New Brain Maps Can Predict Behaviors | Quanta Magazine
https://www.quantamagazine.org/new-brain-maps-can-predict-behaviors-20211206/

コネクトームを行ったハーバード大学のジェフ・リヒトマン氏らは、人間の脳を5000を超える片に切断し、電子顕微鏡で観察できた血管や神経細胞の画像化を行うことでマッピングに成功。長年コネクトームに従事してきたリヒトマン氏は「新大陸を発見したようなものだ」と成果を喜びましたが、人間の脳すべてをマッピングするにははるかに長い時間がかかることも認めています。

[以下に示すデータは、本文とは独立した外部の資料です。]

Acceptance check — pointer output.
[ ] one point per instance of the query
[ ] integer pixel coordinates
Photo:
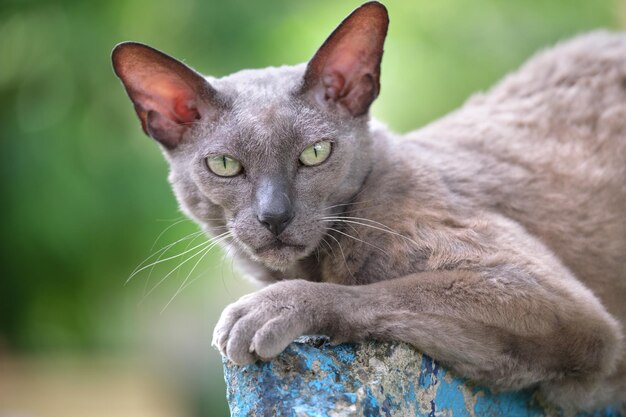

神経細胞がどのように配置されているのか、神経細胞同士がどのように接続されているのかを知ることは、脳の持ち主である生物がどのように考え、感じ、行動するのかを理解する鍵になるといいます。ある実験ではコネクトームから動物の次の行動を予測できる可能性が示され、また別の実験では神経細胞が動作する一定のルールをコネクトームから導ける可能性が示されたとのこと。このような知識を追求するには脳全体のマッピングが不可欠ですが、それに成功しているのはたった1種の生物だけというのが現状。その生物は、体長わずか1mmという線虫の1種です

線虫のコネクトームが完成したのはさかのぼること1986年のこと。わずか302個の神経細胞しか持たない線虫にマッピングが行われ、約5000の化学シナプスや約2000の神経節接合部約600のギャップ結合など、すべての部位がどのような構造で配置されているのかが正確に明らかになりました。この研究は電子顕微鏡の画像と光学式文字認識(OCR)を利用して手描きでマッピングするという骨の折れるプロセスで、15年以上かけて行われました。


現在、画像認識技術の進歩により、線虫のコネクトームにかかる時間は1カ月にまで短縮されています。複数の線虫をマッピングすることにより、「行動パターンがそれぞれ違う別個体でも、交尾中に周囲の環境からの情報を処理するという脳の働きはすべての個体で一貫している」などの研究成果が得られています。神経細胞がどのように働くのかをより良く理解するためのデータベースとして、科学界においてコネクトームの重要性が着目されています。

しかし、線虫以上に複雑な生物ほど、脳のすべてをマッピングすることは非常に困難だとされています。特に脳だけでも1000億ほどの神経細胞を持つ人間では、一部の神経細胞が複数人で一致したからといって、それがすべての人間に普遍的であるかどうかは不明。リヒトマン氏は「100人分マッピングできればある程度明確にできる」と述べていますが、1人当たり1.4PB(約1400TB)ともされる情報量のマッピングを行うことは容易ではありません。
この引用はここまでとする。